The Eucharist describes the present
“Filling all eternity”—that brings us to another feature of the mysterious reality around us, and of the Eucharist, the bread of heaven that is meant to feed the world. Astrophysicists speak of space-time, and that should not embarrass the faithful Christian. A certain poet I’ll not name has thought about space and time as he meditated on the verse, “He is a chosen vessel unto me” (Acts 9:15), which is what God said to
Ananias of Damascus in a vision.
Ananias was wary of approaching Saul, who had done evil to God’s holy ones in Jerusalem. But that persecutor of the early Christians was on his way to Damascus when a lifetime of conversion was compressed into a single blinding flash of light. Here is the meditation, brief and, I hope, intense:
God who has room within one seed
For ranks unnumbered round His
throne,
Of human measure has no need:
Who at a single word has sown
Stars thick as grasses on the plain,
Can pour the eternal into one
Beat of a heart, and hew a grain
Of dust to be His cornerstone.
[From the author’s book of poetry The Hundredfold: Songs for the Lord]
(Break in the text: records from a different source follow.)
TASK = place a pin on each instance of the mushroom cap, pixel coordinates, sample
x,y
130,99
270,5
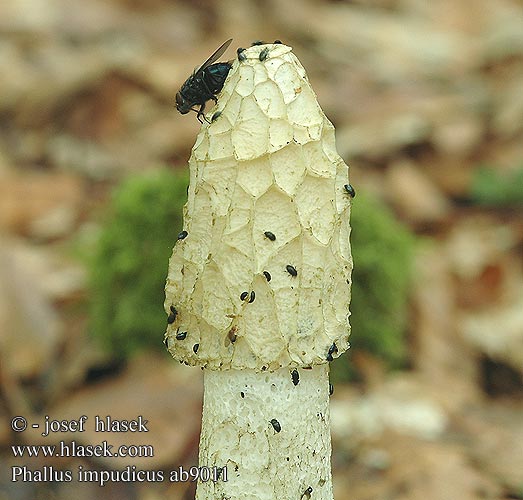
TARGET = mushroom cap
x,y
262,279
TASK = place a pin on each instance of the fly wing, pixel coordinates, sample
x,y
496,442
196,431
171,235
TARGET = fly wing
x,y
216,55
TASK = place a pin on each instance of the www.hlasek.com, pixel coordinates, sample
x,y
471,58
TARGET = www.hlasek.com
x,y
130,474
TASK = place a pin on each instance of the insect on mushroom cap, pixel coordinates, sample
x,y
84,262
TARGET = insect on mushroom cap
x,y
255,225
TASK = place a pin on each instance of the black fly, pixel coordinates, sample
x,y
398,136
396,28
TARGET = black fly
x,y
203,84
Think of that moment when Saul, blinded by the light, hears the words of Christ accusing him and yet loving him at the same time, and he responds, “Lord, who are you?” (Acts 9:5). It is like the moment when one of the thieves crucified at the side of Jesus suddenly thinks better of what he has done, and perhaps what until that moment he has been doing, and, against all the necessarily partial evidence of senses, says, “Lord, remember me when you come into your kingdom,” and Jesus replies, “Truly I say to you, this day you shall be with me in paradise” (Luke 23:42-43).
That is more than to foretell the future. It is to describe the present: to open its reality so that we may see what is going on, what has gone on. The thief at Christ’s side has just been baptized. He has confessed his sin. He has just been made a participant in or a partaker of the blood of Christ. He has just been fed the bread of heaven, having all sweetness within it. And yet to the lazy eye of the executioner, or the skewed eye of those filled with envy and hatred, he is but another naked ruffian gasping out his last few hours of breath.
Bread as sheer gift
Of course, there is bread, and there is bread. When the children of Israel, grumbling against Moses and God, said they were better off as slaves in Egypt, where they had pots of stew and plenty of bread, they too were held bound by quantity, by what they could hold and weigh in their hands. What Paul would later call the “glorious liberty of the children of God” meant nothing to them. The belly came first.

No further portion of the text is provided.